- Venue: Beijing National Stadium
- Dates: 15 September
- Competitors: 14 from 11 nations
- Winning distance: 11.75

Medalists
- 1st place, gold medalist(s):  / Paschalis Stathelakos / Greece
- 2nd place, silver medalist(s):  / Mathias Mester / Germany
- 3rd place, bronze medalist(s):  / Hocine Gherzouli / Algeria

= Athletics at the 2008 Summer Paralympics – Men's shot put F40 =

The men's shot put F40 event at the 2008 Summer Paralympics took place at the Beijing National Stadium at 09:50 on 15 September.

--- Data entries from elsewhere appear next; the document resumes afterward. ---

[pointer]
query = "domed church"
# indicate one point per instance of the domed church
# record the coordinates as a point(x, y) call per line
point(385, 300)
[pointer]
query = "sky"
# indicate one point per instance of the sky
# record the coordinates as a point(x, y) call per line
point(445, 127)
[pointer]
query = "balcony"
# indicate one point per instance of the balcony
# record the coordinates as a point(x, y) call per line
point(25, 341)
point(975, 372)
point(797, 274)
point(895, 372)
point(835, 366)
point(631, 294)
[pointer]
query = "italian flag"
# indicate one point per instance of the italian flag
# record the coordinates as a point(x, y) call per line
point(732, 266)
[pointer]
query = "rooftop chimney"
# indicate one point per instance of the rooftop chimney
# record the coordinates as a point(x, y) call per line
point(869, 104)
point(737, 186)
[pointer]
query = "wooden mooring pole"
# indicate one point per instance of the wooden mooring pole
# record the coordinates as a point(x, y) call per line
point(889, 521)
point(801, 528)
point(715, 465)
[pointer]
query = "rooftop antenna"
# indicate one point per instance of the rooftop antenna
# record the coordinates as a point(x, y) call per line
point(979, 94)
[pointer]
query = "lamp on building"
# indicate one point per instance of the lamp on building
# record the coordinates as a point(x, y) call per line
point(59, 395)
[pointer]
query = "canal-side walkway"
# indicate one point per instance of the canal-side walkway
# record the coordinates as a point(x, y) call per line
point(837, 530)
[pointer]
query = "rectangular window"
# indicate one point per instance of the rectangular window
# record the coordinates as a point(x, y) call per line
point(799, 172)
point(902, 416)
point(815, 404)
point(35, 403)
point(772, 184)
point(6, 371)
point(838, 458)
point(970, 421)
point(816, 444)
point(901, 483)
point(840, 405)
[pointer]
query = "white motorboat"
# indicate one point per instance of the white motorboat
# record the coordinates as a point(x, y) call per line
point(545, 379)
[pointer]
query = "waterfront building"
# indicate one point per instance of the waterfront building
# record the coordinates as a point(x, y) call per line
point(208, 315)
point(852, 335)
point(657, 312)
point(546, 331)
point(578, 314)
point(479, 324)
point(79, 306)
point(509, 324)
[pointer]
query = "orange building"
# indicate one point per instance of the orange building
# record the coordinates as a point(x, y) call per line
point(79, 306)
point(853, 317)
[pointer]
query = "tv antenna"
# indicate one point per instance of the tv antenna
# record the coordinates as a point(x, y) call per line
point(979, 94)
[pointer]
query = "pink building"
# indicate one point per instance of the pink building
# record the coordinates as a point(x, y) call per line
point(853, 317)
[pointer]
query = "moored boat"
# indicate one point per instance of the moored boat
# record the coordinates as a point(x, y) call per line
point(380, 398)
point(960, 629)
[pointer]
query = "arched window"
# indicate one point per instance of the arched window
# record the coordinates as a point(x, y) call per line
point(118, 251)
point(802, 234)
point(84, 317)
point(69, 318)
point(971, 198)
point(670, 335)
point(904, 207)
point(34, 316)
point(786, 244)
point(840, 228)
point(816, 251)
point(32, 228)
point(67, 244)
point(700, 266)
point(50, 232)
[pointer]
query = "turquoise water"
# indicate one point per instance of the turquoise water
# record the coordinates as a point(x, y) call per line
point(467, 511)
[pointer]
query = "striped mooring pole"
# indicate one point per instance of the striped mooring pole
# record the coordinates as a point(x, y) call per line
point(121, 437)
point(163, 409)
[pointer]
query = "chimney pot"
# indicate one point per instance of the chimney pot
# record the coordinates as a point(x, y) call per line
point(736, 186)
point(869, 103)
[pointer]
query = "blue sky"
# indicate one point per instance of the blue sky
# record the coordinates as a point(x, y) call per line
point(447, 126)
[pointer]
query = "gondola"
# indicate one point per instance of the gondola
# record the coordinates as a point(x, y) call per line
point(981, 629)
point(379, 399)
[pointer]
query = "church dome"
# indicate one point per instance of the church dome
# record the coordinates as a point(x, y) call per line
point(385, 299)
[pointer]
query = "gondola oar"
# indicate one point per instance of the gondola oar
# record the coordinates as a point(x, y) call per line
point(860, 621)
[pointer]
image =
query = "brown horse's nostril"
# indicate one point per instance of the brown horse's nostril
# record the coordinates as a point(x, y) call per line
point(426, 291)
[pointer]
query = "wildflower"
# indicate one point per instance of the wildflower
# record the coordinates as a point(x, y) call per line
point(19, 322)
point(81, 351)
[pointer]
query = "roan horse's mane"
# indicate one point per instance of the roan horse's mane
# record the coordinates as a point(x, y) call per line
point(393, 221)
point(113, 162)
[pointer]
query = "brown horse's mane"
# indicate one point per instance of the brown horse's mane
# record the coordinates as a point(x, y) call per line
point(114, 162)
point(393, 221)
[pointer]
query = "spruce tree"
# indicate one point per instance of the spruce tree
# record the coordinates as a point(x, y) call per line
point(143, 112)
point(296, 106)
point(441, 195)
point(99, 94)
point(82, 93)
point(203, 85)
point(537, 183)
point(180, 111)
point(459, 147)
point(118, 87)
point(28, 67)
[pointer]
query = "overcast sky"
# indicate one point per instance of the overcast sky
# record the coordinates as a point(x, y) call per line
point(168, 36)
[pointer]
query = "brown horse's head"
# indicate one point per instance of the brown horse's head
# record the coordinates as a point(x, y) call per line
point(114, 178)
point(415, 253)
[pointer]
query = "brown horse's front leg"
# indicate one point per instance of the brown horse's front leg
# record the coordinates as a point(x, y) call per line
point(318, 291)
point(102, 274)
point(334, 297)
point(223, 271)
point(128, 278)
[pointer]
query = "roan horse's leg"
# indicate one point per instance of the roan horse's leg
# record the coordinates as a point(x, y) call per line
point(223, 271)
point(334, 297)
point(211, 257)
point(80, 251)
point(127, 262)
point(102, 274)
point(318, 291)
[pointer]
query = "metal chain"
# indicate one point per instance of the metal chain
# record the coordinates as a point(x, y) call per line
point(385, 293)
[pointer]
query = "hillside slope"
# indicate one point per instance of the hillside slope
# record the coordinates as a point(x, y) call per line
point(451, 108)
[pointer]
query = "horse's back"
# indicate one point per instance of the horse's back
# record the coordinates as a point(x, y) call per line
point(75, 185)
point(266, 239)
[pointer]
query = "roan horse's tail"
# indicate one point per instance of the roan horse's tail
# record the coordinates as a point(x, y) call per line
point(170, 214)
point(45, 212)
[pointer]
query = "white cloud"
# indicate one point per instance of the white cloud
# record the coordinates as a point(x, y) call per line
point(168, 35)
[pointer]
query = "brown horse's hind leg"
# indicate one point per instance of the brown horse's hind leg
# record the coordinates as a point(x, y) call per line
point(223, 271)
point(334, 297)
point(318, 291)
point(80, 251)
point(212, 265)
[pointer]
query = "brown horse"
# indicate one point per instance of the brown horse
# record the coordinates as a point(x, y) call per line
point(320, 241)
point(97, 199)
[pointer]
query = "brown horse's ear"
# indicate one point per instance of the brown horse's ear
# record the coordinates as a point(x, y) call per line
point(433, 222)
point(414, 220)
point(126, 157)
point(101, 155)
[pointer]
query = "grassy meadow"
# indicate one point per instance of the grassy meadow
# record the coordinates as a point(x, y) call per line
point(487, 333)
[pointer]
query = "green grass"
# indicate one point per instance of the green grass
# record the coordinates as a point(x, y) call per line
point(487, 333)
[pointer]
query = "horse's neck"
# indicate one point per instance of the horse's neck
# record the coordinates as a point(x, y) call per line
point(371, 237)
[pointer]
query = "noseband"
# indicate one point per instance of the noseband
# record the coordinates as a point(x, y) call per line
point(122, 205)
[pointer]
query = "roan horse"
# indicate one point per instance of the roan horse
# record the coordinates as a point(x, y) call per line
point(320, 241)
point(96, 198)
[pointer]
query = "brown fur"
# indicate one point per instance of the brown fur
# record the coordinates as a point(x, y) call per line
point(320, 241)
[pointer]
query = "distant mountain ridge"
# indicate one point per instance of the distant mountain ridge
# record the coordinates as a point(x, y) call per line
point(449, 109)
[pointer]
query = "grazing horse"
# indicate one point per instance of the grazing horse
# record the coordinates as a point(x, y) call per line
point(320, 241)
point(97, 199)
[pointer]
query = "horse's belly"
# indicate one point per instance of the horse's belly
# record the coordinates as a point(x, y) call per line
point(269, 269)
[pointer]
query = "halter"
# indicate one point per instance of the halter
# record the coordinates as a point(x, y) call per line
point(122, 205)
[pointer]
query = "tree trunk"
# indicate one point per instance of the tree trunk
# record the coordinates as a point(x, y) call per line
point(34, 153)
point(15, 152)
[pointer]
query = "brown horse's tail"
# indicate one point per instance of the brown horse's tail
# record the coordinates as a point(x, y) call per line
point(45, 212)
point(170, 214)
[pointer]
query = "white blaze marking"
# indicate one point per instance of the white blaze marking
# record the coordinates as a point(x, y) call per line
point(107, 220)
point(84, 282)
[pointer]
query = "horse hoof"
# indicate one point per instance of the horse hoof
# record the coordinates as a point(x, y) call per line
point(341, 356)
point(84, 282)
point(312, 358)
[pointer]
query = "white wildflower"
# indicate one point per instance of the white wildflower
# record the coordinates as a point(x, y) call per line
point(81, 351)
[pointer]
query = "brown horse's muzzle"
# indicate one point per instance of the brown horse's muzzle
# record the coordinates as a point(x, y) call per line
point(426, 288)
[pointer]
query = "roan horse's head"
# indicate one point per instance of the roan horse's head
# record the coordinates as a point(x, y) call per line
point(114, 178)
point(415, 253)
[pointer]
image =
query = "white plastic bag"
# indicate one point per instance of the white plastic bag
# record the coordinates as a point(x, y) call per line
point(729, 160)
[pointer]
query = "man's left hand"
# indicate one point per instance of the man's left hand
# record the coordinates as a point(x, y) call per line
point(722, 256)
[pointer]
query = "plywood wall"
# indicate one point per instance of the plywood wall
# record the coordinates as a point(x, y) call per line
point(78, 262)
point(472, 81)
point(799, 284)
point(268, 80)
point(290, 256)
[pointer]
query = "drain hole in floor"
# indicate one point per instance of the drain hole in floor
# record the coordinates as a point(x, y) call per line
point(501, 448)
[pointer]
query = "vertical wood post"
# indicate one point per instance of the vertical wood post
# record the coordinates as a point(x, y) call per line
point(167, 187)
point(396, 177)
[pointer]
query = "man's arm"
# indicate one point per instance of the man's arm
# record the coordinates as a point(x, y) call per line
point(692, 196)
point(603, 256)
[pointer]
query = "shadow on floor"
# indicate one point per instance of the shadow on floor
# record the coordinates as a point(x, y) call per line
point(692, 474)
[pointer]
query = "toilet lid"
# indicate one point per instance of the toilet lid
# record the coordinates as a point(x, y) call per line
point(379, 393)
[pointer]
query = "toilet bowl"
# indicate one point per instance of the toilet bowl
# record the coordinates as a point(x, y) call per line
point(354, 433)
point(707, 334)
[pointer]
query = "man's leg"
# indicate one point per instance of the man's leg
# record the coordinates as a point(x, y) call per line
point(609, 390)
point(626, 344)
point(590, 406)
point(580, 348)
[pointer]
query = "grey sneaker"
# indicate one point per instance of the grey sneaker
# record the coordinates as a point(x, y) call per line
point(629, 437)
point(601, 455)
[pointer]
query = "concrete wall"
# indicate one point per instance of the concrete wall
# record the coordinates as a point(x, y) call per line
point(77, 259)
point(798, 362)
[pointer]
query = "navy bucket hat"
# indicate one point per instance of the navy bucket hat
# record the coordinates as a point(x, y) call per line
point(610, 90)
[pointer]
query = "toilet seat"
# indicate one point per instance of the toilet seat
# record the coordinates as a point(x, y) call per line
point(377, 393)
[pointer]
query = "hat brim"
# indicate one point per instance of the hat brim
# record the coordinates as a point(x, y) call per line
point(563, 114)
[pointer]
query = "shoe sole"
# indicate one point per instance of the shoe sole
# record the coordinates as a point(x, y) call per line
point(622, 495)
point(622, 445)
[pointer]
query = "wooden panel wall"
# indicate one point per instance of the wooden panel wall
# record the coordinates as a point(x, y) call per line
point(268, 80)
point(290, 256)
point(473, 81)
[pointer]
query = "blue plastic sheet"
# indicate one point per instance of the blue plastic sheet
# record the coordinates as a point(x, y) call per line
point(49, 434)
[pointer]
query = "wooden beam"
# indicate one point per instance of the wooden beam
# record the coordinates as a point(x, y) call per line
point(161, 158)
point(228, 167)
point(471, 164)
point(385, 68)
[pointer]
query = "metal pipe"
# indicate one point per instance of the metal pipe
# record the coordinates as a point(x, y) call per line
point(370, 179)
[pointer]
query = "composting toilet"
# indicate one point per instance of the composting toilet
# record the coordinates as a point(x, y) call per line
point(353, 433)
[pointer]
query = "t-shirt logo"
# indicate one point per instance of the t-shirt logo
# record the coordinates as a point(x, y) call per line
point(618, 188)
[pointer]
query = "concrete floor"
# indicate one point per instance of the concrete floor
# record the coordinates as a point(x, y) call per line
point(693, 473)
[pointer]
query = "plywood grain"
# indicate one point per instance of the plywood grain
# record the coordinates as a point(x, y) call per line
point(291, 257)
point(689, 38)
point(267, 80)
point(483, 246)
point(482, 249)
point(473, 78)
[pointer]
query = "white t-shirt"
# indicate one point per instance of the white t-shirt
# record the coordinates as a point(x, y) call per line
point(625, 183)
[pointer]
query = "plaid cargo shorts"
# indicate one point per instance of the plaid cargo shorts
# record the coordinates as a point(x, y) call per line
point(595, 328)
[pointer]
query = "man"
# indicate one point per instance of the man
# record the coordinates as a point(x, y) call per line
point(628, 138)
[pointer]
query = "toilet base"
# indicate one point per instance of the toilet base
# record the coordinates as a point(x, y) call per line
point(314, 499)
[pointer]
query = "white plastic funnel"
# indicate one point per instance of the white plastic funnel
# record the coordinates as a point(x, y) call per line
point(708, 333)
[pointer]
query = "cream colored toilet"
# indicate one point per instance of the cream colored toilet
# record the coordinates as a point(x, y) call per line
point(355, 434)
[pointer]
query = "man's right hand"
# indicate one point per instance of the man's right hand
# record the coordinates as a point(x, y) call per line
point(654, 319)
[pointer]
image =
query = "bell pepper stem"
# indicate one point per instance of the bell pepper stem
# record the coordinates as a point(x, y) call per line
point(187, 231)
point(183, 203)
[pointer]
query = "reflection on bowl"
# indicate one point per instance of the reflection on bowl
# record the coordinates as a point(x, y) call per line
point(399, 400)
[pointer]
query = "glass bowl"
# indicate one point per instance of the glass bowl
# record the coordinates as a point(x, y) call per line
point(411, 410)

There was a single round of competition; after the first three throws, only the top eight had 3 further throws.
The competition was won by Paschalis Stathelakos of Greece.

==Results==

| Rank | Athlete | Nationality | 1 | 2 | 3 | 4 | 5 | 6 | Best | Notes |
|---|---|---|---|---|---|---|---|---|---|---|
| 1st place, gold medalist(s) | Paschalis Stathelakos | Greece | 11.50 | 10.33 | 11.42 | 11.62 | 11.43 | 11.75 | 11.75 | WR |
| 2nd place, silver medalist(s) | Mathias Mester | Germany | 10.87 | 10.66 | 11.16 | 10.65 | 10.99 | 10.73 | 11.16 |  |
| 3rd place, bronze medalist(s) | Hocine Gherzouli | Algeria | 9.97 | 10.59 | 11.08 | 10.89 | 10.70 | 10.55 | 11.08 | SB |
| 4 | Alexandros Michail Konstantinidis | Greece | 9.91 | 10.18 | 10.28 | 10.58 | 10.45 | 9.57 | 10.58 | SB |
| 5 | Jonathan de Souza Santos | Brazil | 10.42 | 10.06 | 9.94 | 10.12 | 10.50 | 10.53 | 10.53 |  |
| 6 | Marek Margoc | Slovakia | 9.90 | x | x | 9.48 | 9.71 | x | 9.90 |  |
| 7 | Denis Slunjski | Croatia | 9.20 | 8.99 | 9.69 | 9.83 | 9.78 | 9.34 | 9.83 | SB |
| 8 | Scott Danberg | United States | 9.11 | 9.60 | 9.35 | 9.79 | x | 9.54 | 9.79 |  |
| 9 | Fan Chengcheng | China | x | 9.49 | 9.59 | - | - | - | 9.59 |  |
| 10 | Mohamed El Garaa | Morocco | 8.95 | 9.27 | 8.83 | - | - | - | 9.27 |  |
| 11 | Mohamed Amara | Tunisia | 8.68 | 8.67 | 9.23 | - | - | - | 9.23 |  |
| 12 | Lutz Langer | Germany | 8.81 | 8.66 | 9.12 | - | - | - | 9.12 |  |
| 13 | Ibrahimi Abouchari | Morocco | 8.53 | 8.78 | 8.52 | - | - | - | 8.78 |  |
| 14 | Rosel-Clemariot-Christian Nikoua | Central African Republic | 8.20 | 7.81 | 8.00 | - | - | - | 8.20 |  |

WR = World Record. SB = Seasonal Best.